Untrusted input controls the target URL of a server-initiated request, which may reach internal services not otherwise accessible from outside. Typical impact: access to internal metadata services, internal APIs, or cloud credentials.

GHSA-P6GQ-J5CR-W38F has a CVSS score of 7.1 (High). The vector is network-reachable, low privileges required, and no user interaction. A CVSS score reflects the worst-case severity of the vulnerability, not your specific exposure. Whether this affects your application depends on whether the vulnerable code is present and reachable in your environment. A fixed version is available (9.0.1); upgrading removes the vulnerable code path.

Affected versions

nodemailer (<= 9.0.0)

Security releases

nodemailer → 9.0.1 (npm)

Kodem intelligence

Severity tells you how bad this could be in the worst case. It does not tell you whether you are exposed.
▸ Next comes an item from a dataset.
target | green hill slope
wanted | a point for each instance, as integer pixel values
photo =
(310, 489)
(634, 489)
Exploitability and impact are functions of runtime truth: whether the vulnerable code is present, reachable, and actually executes in your application. A vulnerable package can sit in your dependency tree and never run.
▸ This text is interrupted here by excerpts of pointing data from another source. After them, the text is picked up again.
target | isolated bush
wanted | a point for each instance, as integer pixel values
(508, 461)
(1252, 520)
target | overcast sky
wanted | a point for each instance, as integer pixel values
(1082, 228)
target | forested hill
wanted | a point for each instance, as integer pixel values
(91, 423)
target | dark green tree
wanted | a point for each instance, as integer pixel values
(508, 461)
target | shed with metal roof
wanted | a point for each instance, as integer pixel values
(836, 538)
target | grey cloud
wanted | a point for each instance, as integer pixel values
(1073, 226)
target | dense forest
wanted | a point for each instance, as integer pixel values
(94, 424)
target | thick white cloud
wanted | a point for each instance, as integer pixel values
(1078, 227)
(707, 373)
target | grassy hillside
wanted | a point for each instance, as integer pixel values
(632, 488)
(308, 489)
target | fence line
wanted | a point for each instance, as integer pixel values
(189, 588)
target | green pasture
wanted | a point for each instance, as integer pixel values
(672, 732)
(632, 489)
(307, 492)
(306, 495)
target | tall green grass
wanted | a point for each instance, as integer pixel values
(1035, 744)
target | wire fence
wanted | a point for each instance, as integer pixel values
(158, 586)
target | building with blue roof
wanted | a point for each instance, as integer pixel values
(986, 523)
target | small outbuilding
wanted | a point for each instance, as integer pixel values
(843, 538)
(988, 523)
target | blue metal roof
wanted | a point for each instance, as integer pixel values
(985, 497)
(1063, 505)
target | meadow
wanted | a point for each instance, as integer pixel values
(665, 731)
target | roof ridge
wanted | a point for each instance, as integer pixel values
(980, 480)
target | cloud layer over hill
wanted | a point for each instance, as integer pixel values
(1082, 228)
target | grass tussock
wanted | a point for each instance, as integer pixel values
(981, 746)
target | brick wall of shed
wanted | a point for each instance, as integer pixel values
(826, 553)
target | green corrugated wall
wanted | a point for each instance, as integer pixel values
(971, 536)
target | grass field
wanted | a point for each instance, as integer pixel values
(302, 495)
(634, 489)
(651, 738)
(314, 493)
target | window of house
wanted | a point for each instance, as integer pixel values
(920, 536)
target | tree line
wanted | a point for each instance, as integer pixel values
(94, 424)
Kodem, an Intelligent Application Security platform, uses runtime intelligence to reveal which vulnerabilities actually execute in production, so teams prioritize the ones that genuinely matter. Kodem's runtime-powered SCA identifies whether this CVE is reachable in your applications.
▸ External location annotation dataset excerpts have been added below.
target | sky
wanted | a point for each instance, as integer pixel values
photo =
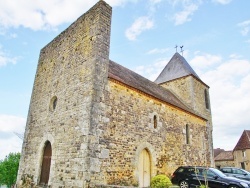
(215, 35)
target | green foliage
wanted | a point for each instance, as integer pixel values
(8, 169)
(160, 181)
(203, 186)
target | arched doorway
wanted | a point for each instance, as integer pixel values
(144, 168)
(44, 178)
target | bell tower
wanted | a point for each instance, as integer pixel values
(179, 77)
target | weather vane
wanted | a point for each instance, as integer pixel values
(182, 50)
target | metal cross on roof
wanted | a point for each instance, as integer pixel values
(182, 50)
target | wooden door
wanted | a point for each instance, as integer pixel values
(144, 169)
(46, 164)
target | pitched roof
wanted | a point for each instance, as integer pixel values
(217, 151)
(177, 67)
(225, 156)
(244, 141)
(146, 86)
See it in your environment

Remediation advice

Thread the access policy onto the raw root node, exactly as the other builders do:

if (this.mail.raw) {
    this.message = new MimeNode('message/rfc822', {
        newline: this.mail.newline,
        disableFileAccess: this.mail.disableFileAccess,
        disableUrlAccess: this.mail.disableUrlAccess
    }).setRaw(this.mail.raw);
}

(Defense in depth: setRaw/_getStream could also refuse {path}/{href} raw content when either
flag is set, regardless of how the node was constructed.) Add a regression test asserting that
raw:{path} and raw:{href} reject with EFILEACCESS/EURLACCESS when the flags are set, mirroring
the attachment tests.

Frequently Asked Questions

  1. What is GHSA-P6GQ-J5CR-W38F? GHSA-P6GQ-J5CR-W38F is a high-severity server-side request forgery (SSRF) vulnerability in nodemailer (npm), affecting versions <= 9.0.0. It is fixed in 9.0.1. Untrusted input controls the target URL of a server-initiated request, which may reach internal services not otherwise accessible from outside.
  2. How severe is GHSA-P6GQ-J5CR-W38F? GHSA-P6GQ-J5CR-W38F has a CVSS score of 7.1 (High). This score reflects the worst-case severity of the vulnerability, not your specific exposure. Whether it represents real risk in your environment depends on whether the vulnerable code is present and reachable.
  3. Which versions of nodemailer are affected by GHSA-P6GQ-J5CR-W38F? nodemailer (npm) versions <= 9.0.0 is affected.
  4. Is there a fix for GHSA-P6GQ-J5CR-W38F? Yes. GHSA-P6GQ-J5CR-W38F is fixed in 9.0.1. Upgrade to this version or later.
  5. Is GHSA-P6GQ-J5CR-W38F exploitable, and should I be worried? Whether GHSA-P6GQ-J5CR-W38F is exploitable in your environment depends on whether the vulnerable code is present and reachable. A CVSS score is a worst-case rating; it does not account for your specific deployment, configuration, or usage patterns. Kodem, an Intelligent Application Security platform, uses runtime intelligence to show which vulnerabilities actually execute in production, so you can focus on the ones that represent real risk. Get a demo
  6. What actually determines whether GHSA-P6GQ-J5CR-W38F is exploitable, and how bad it is? Exploitability and impact are not fixed properties of a CVE. They depend on runtime truth: whether the vulnerable code is present, reachable, and actually executes in your application. A high CVSS score on a dependency that never runs is not the same as real risk. Kodem, an Intelligent Application Security platform, uses runtime intelligence to reveal which vulnerabilities actually execute in production, so teams prioritize the ones that genuinely matter.
  7. How do I fix GHSA-P6GQ-J5CR-W38F? Upgrade nodemailer to 9.0.1 or later.